Ia berjanji akan lebih bijak dan berhati-hati. Di akhir pernyataannya, Anita kembali meminta maaf. “Kejadian ini sebagai pembelajaran untuk kami supaya lebih berhati-hati lagi ke depan. Dari lubuk hati yang paling dalam, kami sangat meminta maaf yang sebesar-besarnya,” pungkas Anita.
Kronologi Kejadian
Awalnya, Anita menceritakan kisahnya melalui akun Threads @anitadewl tentang cooler bag-nya yang tertinggal di gerbong kereta. Ia kemudian menghubungi petugas untuk mengambil kembali cooler bag berisi alat pumping ASI hingga tumbler tersebut.
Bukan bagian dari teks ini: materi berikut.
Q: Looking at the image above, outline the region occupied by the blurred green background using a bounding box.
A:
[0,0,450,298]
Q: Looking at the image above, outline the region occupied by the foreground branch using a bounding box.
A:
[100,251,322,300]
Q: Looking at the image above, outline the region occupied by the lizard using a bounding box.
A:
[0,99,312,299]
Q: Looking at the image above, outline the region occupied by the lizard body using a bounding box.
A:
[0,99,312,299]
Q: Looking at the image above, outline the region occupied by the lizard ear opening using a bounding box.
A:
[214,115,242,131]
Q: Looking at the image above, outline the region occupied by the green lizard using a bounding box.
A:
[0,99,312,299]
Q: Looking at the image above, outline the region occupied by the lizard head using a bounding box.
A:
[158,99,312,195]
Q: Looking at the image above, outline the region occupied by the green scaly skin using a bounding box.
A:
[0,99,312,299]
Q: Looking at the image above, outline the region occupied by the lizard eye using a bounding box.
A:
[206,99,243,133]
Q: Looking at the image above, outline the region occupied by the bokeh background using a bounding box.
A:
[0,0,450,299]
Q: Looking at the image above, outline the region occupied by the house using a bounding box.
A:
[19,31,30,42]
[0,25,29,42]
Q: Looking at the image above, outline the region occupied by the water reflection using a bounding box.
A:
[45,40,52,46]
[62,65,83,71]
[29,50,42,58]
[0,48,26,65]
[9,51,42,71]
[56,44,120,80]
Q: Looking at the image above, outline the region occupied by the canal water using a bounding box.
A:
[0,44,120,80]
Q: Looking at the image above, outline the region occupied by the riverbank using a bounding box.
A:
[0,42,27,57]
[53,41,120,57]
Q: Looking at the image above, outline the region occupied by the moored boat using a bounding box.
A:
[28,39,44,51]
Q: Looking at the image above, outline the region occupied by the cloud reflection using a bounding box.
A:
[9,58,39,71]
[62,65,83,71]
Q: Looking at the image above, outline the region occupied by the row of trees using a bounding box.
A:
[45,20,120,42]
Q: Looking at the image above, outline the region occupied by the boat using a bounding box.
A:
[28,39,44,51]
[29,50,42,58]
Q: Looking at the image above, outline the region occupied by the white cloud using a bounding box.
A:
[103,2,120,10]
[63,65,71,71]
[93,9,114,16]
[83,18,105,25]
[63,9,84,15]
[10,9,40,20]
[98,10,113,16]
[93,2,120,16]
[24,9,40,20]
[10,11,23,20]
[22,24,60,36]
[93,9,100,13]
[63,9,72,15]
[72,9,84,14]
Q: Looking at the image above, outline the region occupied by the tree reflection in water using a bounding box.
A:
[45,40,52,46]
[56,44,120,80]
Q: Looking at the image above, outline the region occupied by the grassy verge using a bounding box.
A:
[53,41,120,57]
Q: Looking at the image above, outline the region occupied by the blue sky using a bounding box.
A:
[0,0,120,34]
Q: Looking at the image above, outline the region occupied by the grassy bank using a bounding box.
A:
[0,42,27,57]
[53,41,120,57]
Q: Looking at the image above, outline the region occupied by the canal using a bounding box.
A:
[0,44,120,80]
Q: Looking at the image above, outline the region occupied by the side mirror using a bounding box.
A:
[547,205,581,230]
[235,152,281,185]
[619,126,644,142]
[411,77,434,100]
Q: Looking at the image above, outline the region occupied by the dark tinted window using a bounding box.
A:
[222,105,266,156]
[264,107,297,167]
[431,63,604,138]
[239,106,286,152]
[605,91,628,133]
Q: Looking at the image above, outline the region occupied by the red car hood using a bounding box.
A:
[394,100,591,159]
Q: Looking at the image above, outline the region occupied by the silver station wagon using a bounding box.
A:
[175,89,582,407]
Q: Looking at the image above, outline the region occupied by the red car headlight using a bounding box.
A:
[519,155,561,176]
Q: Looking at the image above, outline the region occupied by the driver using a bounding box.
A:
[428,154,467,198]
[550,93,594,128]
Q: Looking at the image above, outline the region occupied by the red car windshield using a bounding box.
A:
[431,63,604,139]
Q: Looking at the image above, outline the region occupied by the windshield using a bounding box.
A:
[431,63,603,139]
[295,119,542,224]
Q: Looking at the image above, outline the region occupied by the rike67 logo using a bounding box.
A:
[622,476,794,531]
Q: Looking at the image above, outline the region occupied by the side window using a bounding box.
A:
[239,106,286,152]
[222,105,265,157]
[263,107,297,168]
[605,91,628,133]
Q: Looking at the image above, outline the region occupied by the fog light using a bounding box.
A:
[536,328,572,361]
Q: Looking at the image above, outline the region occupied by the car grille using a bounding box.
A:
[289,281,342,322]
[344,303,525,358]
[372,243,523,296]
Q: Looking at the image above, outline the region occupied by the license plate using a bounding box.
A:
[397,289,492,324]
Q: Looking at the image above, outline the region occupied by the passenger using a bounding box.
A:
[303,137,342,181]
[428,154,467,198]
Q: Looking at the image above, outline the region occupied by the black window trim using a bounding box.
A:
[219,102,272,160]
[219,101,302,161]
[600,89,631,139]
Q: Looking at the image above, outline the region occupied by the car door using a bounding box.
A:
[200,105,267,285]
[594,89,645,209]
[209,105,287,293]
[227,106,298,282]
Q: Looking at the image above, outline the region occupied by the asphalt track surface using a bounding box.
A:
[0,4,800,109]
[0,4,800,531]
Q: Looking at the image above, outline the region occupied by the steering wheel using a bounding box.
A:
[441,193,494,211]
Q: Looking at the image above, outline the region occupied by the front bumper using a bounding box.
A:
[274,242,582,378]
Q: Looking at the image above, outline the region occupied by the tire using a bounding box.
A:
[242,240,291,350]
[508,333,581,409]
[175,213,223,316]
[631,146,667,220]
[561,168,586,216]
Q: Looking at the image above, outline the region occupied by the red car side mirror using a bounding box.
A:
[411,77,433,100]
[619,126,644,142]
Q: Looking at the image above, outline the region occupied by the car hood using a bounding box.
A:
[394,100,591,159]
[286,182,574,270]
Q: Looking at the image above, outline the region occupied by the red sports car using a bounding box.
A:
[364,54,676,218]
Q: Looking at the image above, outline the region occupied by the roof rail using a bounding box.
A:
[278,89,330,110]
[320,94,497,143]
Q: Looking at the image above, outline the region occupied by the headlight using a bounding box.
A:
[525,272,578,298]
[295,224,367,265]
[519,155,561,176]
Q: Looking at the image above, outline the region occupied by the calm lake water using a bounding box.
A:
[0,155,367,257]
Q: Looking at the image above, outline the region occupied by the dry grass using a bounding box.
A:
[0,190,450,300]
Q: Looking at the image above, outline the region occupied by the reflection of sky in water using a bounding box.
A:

Anita sendiri tak menampik kalau tertinggalnya cooler bag merupakan kelalaiannya juga. “Jadi ceritanya gini. Disclaimer aku minta maaf juga sebelumnya karna faktor lupa jadi ketinggalan coolerbag-ku di bagasi kereta. Hari Senin pulang kerja aku naik commuter line St Tanah Abang – Rangkas Bitung sekitar pukul 19.00. Aku turun di St Rawa Buntu sekitar pukul 19.40. Setelah turun aku baru tersadar cooler bag ku tetinggal di bagasi commuter line. Aku langsung lapor petugas (seragam security), aku menjelaskan,” kata Anita sambil menyertakan bukti chat dengan petugas.

Lewat foto yang dikirimkan, tumbler warna biru juga terlihat masih berada di dalamnya. Cooler bag milik Anita kemudian diamankan di Stasiun Rangkas Bitung. Keesokan harinya, Anita mengambil cooler bag tersebut, namun saat dicek, tumbler sudah tidak ada di dalamnya.
“Keesokan harinya pulang kerja (malam hari juga) aku pun segera mengambil coolerbag ku bersama suami di St Rangkas Bitung. Sesampainya di sana singkat cerita aku sudah terima cooler bag ku. Dan…. jeng jeng shock berat pas di buka ko ada yg hilang!!! TUMBLER TUKUKU TIDAK ADA KECEWA,” tulisnya.